Puget Sound Weather Outlook
Updated Saturday 9:00 a.m.

This morning is the calm before the storm. Temperatures will bottom out in the low-mid teens, although some areas were much colder -- below zero, even! Arlington reported a temperature this morning of -3, while it was -1 in Sedro-Woolley and -2 just outside of Lake Stevens.

Strong winds will begin to pick up in the Cascade foothills this morning and increase in strength through the day. Peak winds of sustained 50-60 mph gusting to 70-90 mph are possible between 7 p.m. Saturday and 7 a.m. Sunday.

The rest of the area will be dry with increasing clouds, then heavy snow will develop around late afternoon in the south, pushing north through the Seattle metro area in the early evening. Several inches of snow are likely throughout Western Washington, save for the foothills, by Sunday morning.
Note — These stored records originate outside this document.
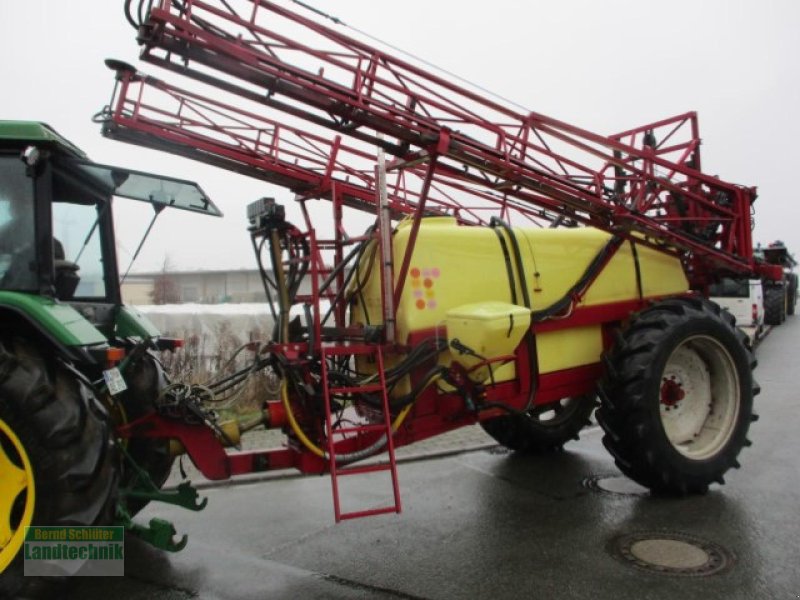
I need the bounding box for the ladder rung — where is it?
[336,463,392,477]
[330,383,383,394]
[339,506,400,521]
[334,423,386,435]
[322,345,376,356]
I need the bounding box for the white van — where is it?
[709,277,764,341]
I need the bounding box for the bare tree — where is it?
[150,256,181,304]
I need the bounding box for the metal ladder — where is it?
[322,343,402,523]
The situation could be particularly dire along the far north coast, where you will get a combination of heavy snow and very strong winds. A rare BLIZZARD WARNING is in effect there.


At least I had a nice dream. I didn't want to wake up. It was everything I want in life, and I would have been just fine staying asleep forever. I was so disappointed when I woke up. Some of my bad dreams come true, so maybe, just maybe, this good one will.

Seven Pounds

WOW. Good movie! Very heavy, very intense. I'm glad I sat in the back row because I was blubbering into my scarf. The pic is of me STILL crying after the movie in the theatre bathroom. I waited until everyone left because I was embarrassed. It struck a few heart strings for me, as I'm sure it will for many. I can't tell you much about it, just go see it not knowing anything. It will make sense later. It's deep.

Oh, and it is TEN outside, and a tad slippery, but I'm so glad I got out. I needed that!

Friday, December 19, 2008

All Dressed Up

I'm going to the movies! Will be seeing "Seven Pounds" with Will Smith. I may even grab a burger. I'll give a full report when I get back. Screw you, snow and ice!